But the lyrics standing alone are only part of the story. As a vocalist Gabrielle Louise is deep into the interior of her songs, exploring them in a warm, sturdy voice reminiscent at times of Joni Mitchell's, one of her main influences, especially in the falsetto flights and lower register swoops animating the title song and "Don't Be Hasty," for example. Despite the winsome setting and sad story of "Goodbye In a Song," she executes a captivating balance of heartache and resolve, admitting the pain of a romance's collapse but at the same time mustering the strength to leave it behind, moving on with an open heart. The theme of being strong enough to love again in the aftermath of heartbreak animates the somber album closer, too. In "Music Box," accompanied only by her own assertive acoustic guitar strumming and Ryan Drickey's solemn fiddle and gentle vocal harmonies, she explores the imagery of a music box dancer "frozen in a spin," awaiting only the honesty and commitment to "set the record straight, start at zero and play again," to love anew. "Maybe you could wind me up again this time," she suggests in a full-throated cry, practically beseeching someone to be courageous enough to do so. Take a chance, open yourself to love, ditch the self-pity and be the master of your fate—thus a growing songwriter's overarching themes.
"They're solid stories," producer Gene Libbea says of Louise's songs. "If a songwriter is able to tell a story, and if they're able to put pictures in your mind, then I think they've done their job. If you don't get anything in your mind, but it sounds good, but you don't know what they mean...I've run into that before. She's very descriptive. Her songs do tell a story."
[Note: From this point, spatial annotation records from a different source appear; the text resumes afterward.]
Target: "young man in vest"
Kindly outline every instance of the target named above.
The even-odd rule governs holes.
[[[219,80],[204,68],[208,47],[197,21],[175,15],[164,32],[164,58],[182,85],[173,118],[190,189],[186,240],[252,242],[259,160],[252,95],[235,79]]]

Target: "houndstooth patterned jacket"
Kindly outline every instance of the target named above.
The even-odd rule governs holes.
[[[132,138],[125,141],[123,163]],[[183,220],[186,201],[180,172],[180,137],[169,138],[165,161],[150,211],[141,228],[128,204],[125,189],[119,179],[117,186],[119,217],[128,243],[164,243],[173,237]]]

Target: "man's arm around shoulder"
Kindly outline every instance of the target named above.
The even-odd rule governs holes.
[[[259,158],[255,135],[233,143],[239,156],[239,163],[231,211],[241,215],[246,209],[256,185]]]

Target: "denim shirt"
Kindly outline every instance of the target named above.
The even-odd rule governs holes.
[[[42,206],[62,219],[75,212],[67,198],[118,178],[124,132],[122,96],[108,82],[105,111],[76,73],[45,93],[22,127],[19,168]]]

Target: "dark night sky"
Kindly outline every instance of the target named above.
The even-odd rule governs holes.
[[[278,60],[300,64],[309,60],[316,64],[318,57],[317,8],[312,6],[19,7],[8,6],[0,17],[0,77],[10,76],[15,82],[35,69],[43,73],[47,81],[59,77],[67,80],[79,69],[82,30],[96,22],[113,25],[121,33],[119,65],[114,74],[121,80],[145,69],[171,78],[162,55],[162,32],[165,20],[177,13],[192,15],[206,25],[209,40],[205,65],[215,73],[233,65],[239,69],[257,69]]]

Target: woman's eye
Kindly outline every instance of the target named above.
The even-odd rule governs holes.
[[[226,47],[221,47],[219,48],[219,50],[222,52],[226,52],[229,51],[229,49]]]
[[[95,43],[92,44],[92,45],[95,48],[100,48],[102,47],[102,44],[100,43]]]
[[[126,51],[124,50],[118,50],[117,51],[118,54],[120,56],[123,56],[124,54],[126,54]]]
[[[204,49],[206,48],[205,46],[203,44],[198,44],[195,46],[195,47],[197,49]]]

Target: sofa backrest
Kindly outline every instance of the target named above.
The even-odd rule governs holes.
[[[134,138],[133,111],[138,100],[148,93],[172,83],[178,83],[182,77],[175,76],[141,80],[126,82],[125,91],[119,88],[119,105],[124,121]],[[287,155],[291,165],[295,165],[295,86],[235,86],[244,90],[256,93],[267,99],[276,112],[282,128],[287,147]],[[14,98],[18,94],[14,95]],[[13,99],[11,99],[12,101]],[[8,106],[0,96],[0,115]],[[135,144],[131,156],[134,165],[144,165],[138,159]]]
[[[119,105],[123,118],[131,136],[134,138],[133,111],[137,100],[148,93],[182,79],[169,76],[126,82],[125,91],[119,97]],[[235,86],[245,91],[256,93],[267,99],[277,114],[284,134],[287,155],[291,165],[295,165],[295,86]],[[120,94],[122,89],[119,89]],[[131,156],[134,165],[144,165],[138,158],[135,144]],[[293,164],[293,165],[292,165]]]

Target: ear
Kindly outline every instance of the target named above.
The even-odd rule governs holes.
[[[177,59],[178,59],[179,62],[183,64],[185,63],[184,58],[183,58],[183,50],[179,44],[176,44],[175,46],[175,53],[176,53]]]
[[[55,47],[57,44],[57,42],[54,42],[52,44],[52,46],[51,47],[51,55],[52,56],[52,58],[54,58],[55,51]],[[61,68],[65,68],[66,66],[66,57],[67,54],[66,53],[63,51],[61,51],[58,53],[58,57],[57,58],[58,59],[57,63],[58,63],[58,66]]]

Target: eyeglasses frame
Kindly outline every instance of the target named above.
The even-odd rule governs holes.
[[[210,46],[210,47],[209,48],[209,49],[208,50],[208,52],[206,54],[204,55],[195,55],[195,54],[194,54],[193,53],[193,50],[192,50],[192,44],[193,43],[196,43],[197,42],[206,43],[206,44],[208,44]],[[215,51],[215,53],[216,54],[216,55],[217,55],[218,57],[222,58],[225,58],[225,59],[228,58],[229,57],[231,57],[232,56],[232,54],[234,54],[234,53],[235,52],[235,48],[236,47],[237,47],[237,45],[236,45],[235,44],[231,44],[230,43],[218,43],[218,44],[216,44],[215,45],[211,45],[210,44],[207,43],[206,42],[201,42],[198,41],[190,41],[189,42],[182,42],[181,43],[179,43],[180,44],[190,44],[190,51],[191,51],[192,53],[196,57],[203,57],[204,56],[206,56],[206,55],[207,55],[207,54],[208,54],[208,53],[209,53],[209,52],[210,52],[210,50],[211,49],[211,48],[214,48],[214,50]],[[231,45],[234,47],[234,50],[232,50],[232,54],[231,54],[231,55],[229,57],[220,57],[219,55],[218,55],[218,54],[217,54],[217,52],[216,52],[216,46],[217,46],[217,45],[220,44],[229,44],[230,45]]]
Peripatetic, Naturally And Proudly So
The peripatetic existence of one Gabrielle Louise comes to her naturally. Born in Newburg, Maine, in Penobscot County, 15 miles west-southwest of Bangor, amidst bucolic splendor, a child of parents she describes as "musical gypsies," she acquired a deep love of the natural environment, but probably not from the 10 short months she spent in Newburg. Being inclinded to wanderlust, the aforementioned musical gypsy parents packed their brood in an Airstream trailer and headed cross country, "looking for a place to settle down." They found Shangri-La in Cotopaxi, Colorado, along the Arkansas River in the southern part of the state. "They stopped for gas and thought it was so incredibly beautiful that they stayed."
Well, not for long. Mom and Dad—Sadler is the family name—took their duo act right back out on the road, and Gabrielle "ended up going to 12 different schools before I graduated high school. Lots of transition. Several times we would just embark on a 'vacation' but be gone for a year. I was home schooled at that time. But wherever we went we were always returning there, so that's what I consider home—Cotopaxi, Colorado, along the Arkansas River."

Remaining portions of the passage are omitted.